European Tour
- Promotional poster
- Start date: June 18, 2025
- End date: July 6, 2025
- Legs: 1
- No. of shows: 9 in Europe

En Vogue concert chronology
- Hot Summer Nights Tour (2023); European Tour (2025); ;

= European Tour (En Vogue) =

2025 concert tour by En Vogue

The European Tour was a concert and festival tour by American group En Vogue. Their first series of concerts on European soil since 2018, it began on June 18, 2025 in Antwerp, Belgium and concluded on July 6, 2025 in East Sussex, England. The tour marked the return of original member Maxine Jones, who had rejoined the band in February 2025 after their NBA All-Star Game halftime show performance.

==Background==
On May 7, 2025, En Vogue announced that they would kick off another tour through Europe on June 18, 2025 in Antwerp, Belgium, with Jones, who had performed with them again for the first time in years at the NBA All-Star Game halftime in February 2025, also joining in for the tour.

==Reception==
Kate Solomon, writing for The Independent, called the performance at Glastonbury Festival a "feel-good hour of pristine vocals and undeniably good vibes." She further commented on the show on June 27, 2025: "The four current members twirl on stage in glimmering black outfits and get everyone dancing from note one.

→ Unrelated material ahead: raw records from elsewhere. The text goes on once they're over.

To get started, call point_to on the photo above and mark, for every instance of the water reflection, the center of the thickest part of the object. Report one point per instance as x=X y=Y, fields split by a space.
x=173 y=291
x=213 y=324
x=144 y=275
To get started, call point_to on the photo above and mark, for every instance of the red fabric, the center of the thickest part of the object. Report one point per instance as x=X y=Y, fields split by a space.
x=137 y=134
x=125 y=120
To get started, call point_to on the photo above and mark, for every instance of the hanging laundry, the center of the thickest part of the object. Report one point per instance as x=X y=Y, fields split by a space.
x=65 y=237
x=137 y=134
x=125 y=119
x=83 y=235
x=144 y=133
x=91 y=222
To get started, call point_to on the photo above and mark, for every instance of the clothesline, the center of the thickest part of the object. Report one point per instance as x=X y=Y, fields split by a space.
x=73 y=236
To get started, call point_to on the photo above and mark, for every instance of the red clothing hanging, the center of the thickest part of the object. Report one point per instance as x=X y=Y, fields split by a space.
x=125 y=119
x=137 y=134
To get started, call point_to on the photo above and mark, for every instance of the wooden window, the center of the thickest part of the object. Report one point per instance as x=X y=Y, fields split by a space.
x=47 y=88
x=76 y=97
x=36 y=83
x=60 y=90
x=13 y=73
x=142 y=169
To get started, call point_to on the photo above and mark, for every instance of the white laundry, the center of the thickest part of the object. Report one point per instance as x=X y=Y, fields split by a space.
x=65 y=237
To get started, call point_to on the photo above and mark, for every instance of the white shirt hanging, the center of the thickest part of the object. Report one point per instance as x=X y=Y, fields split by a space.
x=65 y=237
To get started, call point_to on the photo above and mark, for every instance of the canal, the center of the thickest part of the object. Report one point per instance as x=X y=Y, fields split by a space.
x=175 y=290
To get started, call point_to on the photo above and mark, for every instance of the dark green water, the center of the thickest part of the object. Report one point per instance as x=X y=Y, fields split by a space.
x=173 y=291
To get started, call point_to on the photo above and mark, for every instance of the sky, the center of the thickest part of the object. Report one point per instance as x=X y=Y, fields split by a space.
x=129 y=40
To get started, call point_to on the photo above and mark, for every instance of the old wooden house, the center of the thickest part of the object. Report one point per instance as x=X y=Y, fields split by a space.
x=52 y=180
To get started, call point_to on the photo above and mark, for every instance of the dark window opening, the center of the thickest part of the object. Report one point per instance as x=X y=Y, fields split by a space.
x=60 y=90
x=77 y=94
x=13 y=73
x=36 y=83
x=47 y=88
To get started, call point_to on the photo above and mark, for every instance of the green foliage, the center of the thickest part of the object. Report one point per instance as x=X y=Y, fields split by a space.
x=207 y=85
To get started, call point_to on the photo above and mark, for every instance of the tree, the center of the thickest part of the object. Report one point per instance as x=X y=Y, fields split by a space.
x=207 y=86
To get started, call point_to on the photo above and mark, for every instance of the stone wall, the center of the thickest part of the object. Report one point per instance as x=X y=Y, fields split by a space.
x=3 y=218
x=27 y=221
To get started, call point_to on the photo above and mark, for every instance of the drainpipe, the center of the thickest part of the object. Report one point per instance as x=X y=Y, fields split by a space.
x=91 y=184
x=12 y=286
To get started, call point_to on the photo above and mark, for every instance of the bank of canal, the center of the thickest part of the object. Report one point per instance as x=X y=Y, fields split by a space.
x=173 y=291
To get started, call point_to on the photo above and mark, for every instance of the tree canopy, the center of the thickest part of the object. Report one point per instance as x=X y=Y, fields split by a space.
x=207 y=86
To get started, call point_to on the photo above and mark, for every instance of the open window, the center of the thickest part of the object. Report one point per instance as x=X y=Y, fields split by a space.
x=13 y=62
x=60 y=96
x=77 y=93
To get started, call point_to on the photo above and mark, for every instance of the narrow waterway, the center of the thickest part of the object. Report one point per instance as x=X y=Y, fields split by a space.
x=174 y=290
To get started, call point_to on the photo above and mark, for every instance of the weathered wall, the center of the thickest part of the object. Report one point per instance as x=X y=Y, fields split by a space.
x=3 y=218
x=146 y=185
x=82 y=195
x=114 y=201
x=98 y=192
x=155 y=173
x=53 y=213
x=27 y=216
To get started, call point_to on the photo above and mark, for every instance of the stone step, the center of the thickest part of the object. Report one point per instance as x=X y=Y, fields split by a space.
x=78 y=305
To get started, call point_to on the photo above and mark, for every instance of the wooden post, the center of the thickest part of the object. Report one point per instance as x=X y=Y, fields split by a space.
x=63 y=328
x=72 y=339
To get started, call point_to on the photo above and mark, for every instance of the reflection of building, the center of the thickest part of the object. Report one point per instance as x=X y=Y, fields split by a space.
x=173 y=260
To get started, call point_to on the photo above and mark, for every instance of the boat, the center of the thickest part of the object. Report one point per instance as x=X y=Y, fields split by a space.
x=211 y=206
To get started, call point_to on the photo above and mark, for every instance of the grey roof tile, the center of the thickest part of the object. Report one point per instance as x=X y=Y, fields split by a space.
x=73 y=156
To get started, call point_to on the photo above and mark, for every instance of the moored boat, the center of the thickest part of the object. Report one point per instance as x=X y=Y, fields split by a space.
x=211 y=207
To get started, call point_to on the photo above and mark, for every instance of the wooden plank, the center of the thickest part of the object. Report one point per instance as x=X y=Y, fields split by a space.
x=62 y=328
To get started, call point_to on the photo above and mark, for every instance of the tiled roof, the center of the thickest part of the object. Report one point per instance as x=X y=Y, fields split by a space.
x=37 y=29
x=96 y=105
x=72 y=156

It’s a suburban gen x disco energy (compliment) and the grins are infectious. With harmonies on point, shimmies that have been perfected over decades and "oooh boy" fans snapped open and closed to unbelievably sassy effect, even the lesser-known songs are so shot through with nostalgia that they feel as big as the hits." Safi Bugel from The Guardian wrote about the same show: "After over 30 years of touring, there's no doubt En Vogue know what they're doing [...] While they may sit firmly in legacy act territory, as performers En Vogue have absolutely still got it: their precision harmonies still top-notch, their dance moves sharp. They close with their 1990 hit "Hold On," a good reminder of their strength as musicians in their own right too."

==Set list==
This set list is representative of the June 18, 2025 show in Antwerp.

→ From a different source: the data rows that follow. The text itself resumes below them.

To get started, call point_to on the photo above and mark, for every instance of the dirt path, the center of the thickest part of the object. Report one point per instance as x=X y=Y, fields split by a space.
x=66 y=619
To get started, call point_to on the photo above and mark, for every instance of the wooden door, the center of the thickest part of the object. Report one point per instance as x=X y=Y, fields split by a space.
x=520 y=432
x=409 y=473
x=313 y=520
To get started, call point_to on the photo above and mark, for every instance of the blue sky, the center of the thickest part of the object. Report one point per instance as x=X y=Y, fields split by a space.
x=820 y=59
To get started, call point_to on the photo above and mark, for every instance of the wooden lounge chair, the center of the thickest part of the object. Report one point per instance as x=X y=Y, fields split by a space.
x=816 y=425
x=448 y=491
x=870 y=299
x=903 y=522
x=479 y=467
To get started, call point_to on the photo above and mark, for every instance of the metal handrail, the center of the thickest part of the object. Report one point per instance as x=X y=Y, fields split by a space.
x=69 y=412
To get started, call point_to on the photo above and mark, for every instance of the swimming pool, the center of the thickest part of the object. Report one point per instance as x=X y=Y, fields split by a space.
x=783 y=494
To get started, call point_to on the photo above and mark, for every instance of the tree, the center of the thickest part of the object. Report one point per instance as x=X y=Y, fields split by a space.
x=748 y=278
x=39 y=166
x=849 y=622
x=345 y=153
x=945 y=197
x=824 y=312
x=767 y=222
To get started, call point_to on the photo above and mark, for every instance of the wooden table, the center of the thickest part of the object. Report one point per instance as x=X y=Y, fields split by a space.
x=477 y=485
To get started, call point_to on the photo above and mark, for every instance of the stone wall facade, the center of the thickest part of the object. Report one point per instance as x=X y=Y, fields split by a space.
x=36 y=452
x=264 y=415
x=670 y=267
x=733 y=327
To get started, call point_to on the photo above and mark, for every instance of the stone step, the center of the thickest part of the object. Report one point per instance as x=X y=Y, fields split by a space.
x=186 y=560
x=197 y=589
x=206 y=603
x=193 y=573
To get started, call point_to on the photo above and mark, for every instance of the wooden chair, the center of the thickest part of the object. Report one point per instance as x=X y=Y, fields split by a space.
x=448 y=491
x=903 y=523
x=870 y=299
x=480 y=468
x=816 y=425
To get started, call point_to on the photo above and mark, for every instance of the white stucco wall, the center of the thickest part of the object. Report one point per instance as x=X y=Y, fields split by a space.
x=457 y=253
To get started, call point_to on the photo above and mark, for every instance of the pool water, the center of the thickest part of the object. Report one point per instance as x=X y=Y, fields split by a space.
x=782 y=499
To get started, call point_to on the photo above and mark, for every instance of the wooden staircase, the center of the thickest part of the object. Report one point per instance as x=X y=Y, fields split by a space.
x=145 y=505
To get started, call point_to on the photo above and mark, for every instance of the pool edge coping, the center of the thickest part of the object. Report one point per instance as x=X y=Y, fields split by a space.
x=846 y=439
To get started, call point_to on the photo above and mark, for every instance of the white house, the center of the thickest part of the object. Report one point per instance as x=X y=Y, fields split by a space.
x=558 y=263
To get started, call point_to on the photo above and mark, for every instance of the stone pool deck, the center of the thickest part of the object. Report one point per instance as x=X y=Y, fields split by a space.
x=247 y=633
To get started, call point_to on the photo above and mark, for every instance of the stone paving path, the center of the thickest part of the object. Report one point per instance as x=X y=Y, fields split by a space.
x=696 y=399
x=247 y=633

1. "My Lovin' (You're Never Gonna Get It)"
2. "You Don't Have to Worry"
3. "Lies"
4. "Give It Up, Turn It Loose"
5. "This Is Your Life"
6. "Love Don't Love You"
7. "Flash Light"
8. "Whatever"
9. "Don't Go"
10. "Leave the Door Open"
11. "Whatta Man"
12. "Free Your Mind"
13. "Yesterday"
14. Cover medley
15. "Rocket"
16. "Reach 4 Me"
17. "Ooh Boy"
18. "Giving Him Something He Can Feel"
19. "Don't Let Go (Love)"
20. "Hold On"

==Tour dates==

List of concerts with date, city, country, and venue
| Date | City | Country | Venue |
| June 18, 2025 | Antwerp | Belgium | De Roma |
| June 20, 2025 | Viborg | Denmark | Forever Festival |
| June 22, 2025 | Woodstock | England | Blenheim Palace |
| June 24, 2025 | Utrecht | Netherlands | Ronda Hall |
| June 25, 2025 | Eindhoven | Effenaar |
| June 27, 2025 | Somerset | England | Glastonbury Festival |
| June 29, 2025^{[a]} | Casablanca | Morocco | Summer Jam Casablanca |
| July 4, 2025 | Dublin | Ireland | Iveagh Gardens |
| July 6, 2025 | East Sussex | England | Love Supreme Jazz Festival |

Notes
- ^{} Since Casablanca is not in Europe but located on the African continent, it was marked with an asterisk (*) on all promotional material.